В девяносто третьем году это было, когда денег никаких и вместо финансирования ерунда субтильная между ног болтается.
Курсанты тогда сами зарабатывали: кто вагоны разгружал, кто ларьки содержал, кто сутенером, кто рэкетиром.
А начальники факультетов по коридорам училища ходить опасались: там их запросто могли уронить, когда рота идет, наземь и сверху по ним пройти.
И вот в это время в одно воскресное утро появляется на училищном КПП настоящий проверяющий адмирал Скок по гражданке.
Вошел и представился слегка пьяному курсанту, дневальному по КП:
– Адмирал Скок!
А тот ему в ответ:
– Курсант Прыг!
И, вы знаете, адмирал остекленел.
Всем обликом и особенно из глаз: из орбит они вылезли и как фарфоровые стали.
К нему потом мичман подошел и по-дружески заметил:
– Вы бы, товарищ адмирал, если проверять пришли, по форме оделись, сердечно вам советую, а то ведь, не ровен час, и по морде можно получить.
Филиппыч
Филиппыч – флагманский врач. 08.30 утра. Доклад у начальника штаба. Уже обсудили море, выход, когда, кто, кого. Слово флагманскому врачу.
Он начинает, немного раскачиваясь:
– Тут на ПКЗ две собаки… я не знаю… они гадят… я не знаю… Эти собаки…
Начштаба, скрипнув креслом от нетерпения:
– Значит, так! Собак убрать!
Доклад на следующее утро. Уже обсудили море, выход… Слово флагманскому врачу:
– Тут опять эти собаки… я не знаю… гадят… эти… собаки…
Начштаба, крякнув:
– Так! Удавить! Утопить! Принять меры!
Третий день. Доклад: море, выход… Слово флагманскому врачу:
– Тут эти собаки…
Начштаба стонет и тонким голосом с надеждой:
– Неужели гадят?
В ответ долгое:
– Да-а-а… я не знаю…
Потом энергичное справа:
– Я знаю! – это флагманский по живучести, и все сразу обращаются к нему. – Я знаю, что надо делать!
– Ну?!
– Надо им жопу зашить!
Начштаба немедленно сейчас же с облегчением:
– Вот! Утверждается! Филиппыч! Прости, но жопу зашивать – это уже по твоей части!
Результат: больше Филиппыч о собаках не докладывал.
Вывод: видимо, зашил им жопу.
Негорючий керосин
К вертолетчикам назначили нового орла по пожарной безопасности. Старый никогда по территории не ходил, а новый сразу же отправился.
Первое, что он увидел, – это как заправляли вертолет керосином: два вертолетчика заливали его с помощью шланга в вертолетное темечко и при этом курили.
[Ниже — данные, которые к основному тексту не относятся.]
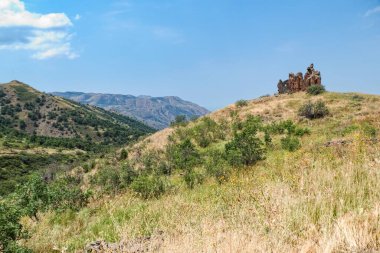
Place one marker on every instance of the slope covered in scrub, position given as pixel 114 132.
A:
pixel 253 177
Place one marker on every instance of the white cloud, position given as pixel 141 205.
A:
pixel 168 34
pixel 373 11
pixel 13 13
pixel 45 35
– Почему курим? – спросил орел.
– А чего не курить? – ответили ему. – Это ж негорючий керосин. Недавно изобрели. Да вот, – вертолетчики нацедили керосина в ведро и бросили туда окурок.
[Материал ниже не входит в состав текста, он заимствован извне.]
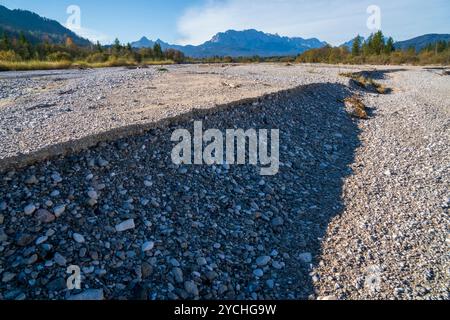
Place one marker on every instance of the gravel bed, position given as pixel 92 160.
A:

Тот зашипел и сейчас же потух.
Дело происходило на морозе, и вертолетчики ничем не рисковали. Взрываются-то пары.
А от мороза они не образовываются.
Орел обалдел, схватил ведро с керосином и помчался в курилку.
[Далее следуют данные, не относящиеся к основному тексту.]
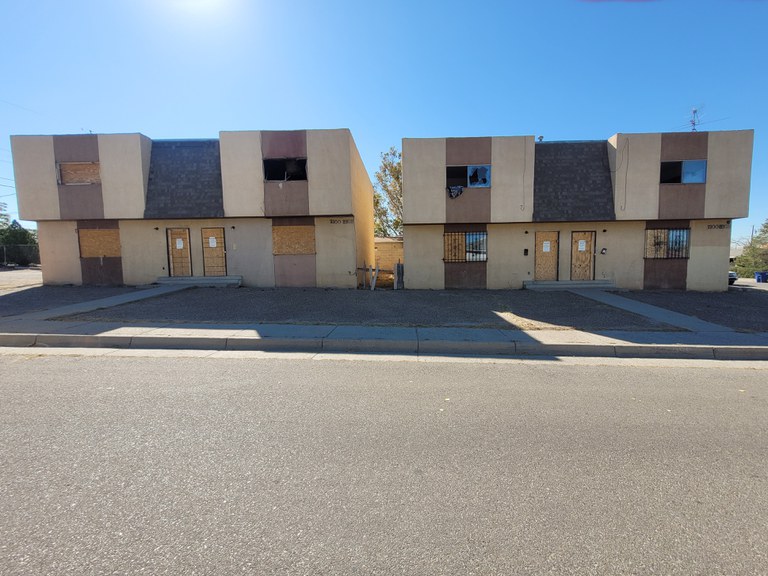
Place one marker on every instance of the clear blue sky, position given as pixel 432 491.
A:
pixel 564 69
– Вот! – закричал он ослабевшим от курева. – Изобрели! Негорючий керосин!
После чего он поставил ведро на пол, выхватил у ближайшего очумевшего от такого напора курильщика изо рта охнарик и, размахнувшись, остервенело запустил его в ведро.
Пары к тому времени уже успели образоваться.
Тепло же.
И как юхнуло! Столб огня до потолка, и там все выжгло.
Еле успели отшатнуться.
Тот орел долго потом был не в себе, а рядом. Его спрашивали: «Вы в школе-то учились?»
А он отвечал: «Так негорючий же был».